Monetization is the act of making money through your blog either through passive means, affiliate marketing, or advertising. It can also be through selling goods, either digital or physical like ebooks, courses or products.

There is a bit of a misconception that you can never monetize if you don’t have your own site hosting. There are some ways to make money on WordPress.com.

If you have upgraded to the Business plan, you have your own domain name and comply with the traffic requirements, you can apply to WordAds.

WordAds are advertisements that are managed directly through WordPress.com and placed on your site in place of their ads. In this case, you would receive the revenue from any interaction on these ads.

You are also able to use affiliate links with restrictions and can now add a PayPal button to your account so you can sell your products.

If you have your own site hosting plan, you can monetize and place ads as you wish. There are no restrictions to where you can place the ads or how they look, as long as you’re complying with the affiliates you’re working with.

Cost to Start a WordPress.com Blog vs a Self-Hosted WordPress.org Blog

The great thing about the basic WordPress.com is that its free. You can easily get your blog up and running in no time and be able to share your thoughts and passions for virtually no cost.

Of course, you can purchase upgraded plans if you want to try monetization or add extra customisation

The options to upgrade include the Personal plan for $60 a year, where you’ll get a custom domain name and you’ll remove all the WordPress advertising.

If you upgrade to the Premium plan for $120 a year, you get everything from the Personal plan but you also have access to extra cloud space for larger file storage and you can monetize with WordAds.

For $396 a year, you can upgrade to the Business plan which gives you all the other bonuses plus access unlimited premium templates and themes and additional Google analytics support.

With WordPress.org you need to pay for your domain name and your site hosting and you’ll need to do this at least yearly.
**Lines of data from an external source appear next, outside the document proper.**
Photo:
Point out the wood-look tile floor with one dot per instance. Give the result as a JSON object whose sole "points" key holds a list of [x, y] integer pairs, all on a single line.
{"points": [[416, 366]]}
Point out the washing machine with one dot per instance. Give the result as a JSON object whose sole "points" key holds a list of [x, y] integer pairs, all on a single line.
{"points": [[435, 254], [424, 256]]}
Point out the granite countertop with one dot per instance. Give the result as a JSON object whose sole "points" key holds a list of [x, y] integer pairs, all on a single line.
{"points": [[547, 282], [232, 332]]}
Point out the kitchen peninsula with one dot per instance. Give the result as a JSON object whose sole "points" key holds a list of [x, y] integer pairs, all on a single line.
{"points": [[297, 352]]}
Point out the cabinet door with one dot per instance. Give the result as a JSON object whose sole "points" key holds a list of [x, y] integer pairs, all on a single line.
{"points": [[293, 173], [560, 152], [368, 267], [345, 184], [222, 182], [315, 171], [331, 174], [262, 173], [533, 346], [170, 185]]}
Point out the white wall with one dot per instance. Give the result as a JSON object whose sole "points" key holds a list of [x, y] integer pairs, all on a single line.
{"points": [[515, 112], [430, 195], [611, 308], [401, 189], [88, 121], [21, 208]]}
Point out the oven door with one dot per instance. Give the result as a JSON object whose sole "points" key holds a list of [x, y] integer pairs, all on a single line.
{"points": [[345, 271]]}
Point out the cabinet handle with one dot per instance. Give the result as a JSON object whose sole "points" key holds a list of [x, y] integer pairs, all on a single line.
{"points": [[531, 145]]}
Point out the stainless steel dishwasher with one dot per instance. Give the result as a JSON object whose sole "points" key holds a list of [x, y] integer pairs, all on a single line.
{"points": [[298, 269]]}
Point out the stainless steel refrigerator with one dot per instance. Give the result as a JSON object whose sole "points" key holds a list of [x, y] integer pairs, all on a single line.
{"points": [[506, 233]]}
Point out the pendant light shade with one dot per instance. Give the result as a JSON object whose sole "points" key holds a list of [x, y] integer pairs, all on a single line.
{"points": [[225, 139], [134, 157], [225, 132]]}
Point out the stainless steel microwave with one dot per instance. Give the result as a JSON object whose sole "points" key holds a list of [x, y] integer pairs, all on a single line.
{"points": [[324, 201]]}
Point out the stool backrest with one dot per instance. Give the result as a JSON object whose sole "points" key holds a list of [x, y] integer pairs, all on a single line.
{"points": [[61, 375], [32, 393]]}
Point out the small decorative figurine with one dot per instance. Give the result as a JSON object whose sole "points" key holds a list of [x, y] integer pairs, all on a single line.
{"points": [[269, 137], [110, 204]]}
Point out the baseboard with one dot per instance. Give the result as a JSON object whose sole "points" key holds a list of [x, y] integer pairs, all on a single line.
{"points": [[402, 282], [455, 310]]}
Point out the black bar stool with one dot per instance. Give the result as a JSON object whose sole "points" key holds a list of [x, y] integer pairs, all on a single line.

If you get in on the introductory rate, it could be as little as $3.95 per month for the site hosting and you can buy your own domain name for $0.99 on some sites. (This is already less than just the Personal plan upgrade.)

PRO TIP: Purchasing at the introductory rate on Siteground will get you 3 years which would cost less than one year at the regular rate.

Ownership of Your Blog

This one’s a big one for me and that’s why it has it’s own section.

Owning my blog and the content I’ve put all my blood, sweat and tears into is not an option. With a self-hosted, WordPress.org site, I own my work. FOREVER.

Just like if you live under your parent’s roof, and they don’t like what you’re doing, they make the rules and can ground you because you don’t own the house.

If you are violating terms or conditions, WordPress.com can shut your site down. You may have no recourse to access your data.

If you register with your own site hosting pla, you own your site and as long as you maintain your fees, your site will never be shut down.

Unless you are doing something illegal, of course. I can’t help with that lol.

So which is better? WordPress.com or WordPress.org?

As you can see there is a vast difference between WordPress.com and WordPress.org.

Depending on your needs, and what you’re wanting from your blog in the future will determine which option you’re going to want to choose from the start.

Most people are drawn to and start out with WordPress.com simply because it’s free. And there’s absolutely nothing wrong with that. I’m always up for a bargain. But when you start looking at the options available, the free version starts looking less and less free.

What you might have noticed throughout this post, is that although WordPress.com has a free version, anytime you’re wanting to add features you’ll need to upgrade your plan which in the long run is actually more expensive than having your own site hosted.

As for me, the options for customisation, unlimited monetization options, and the fact that I actually own my blog space made WordPress.org the hands-down winner.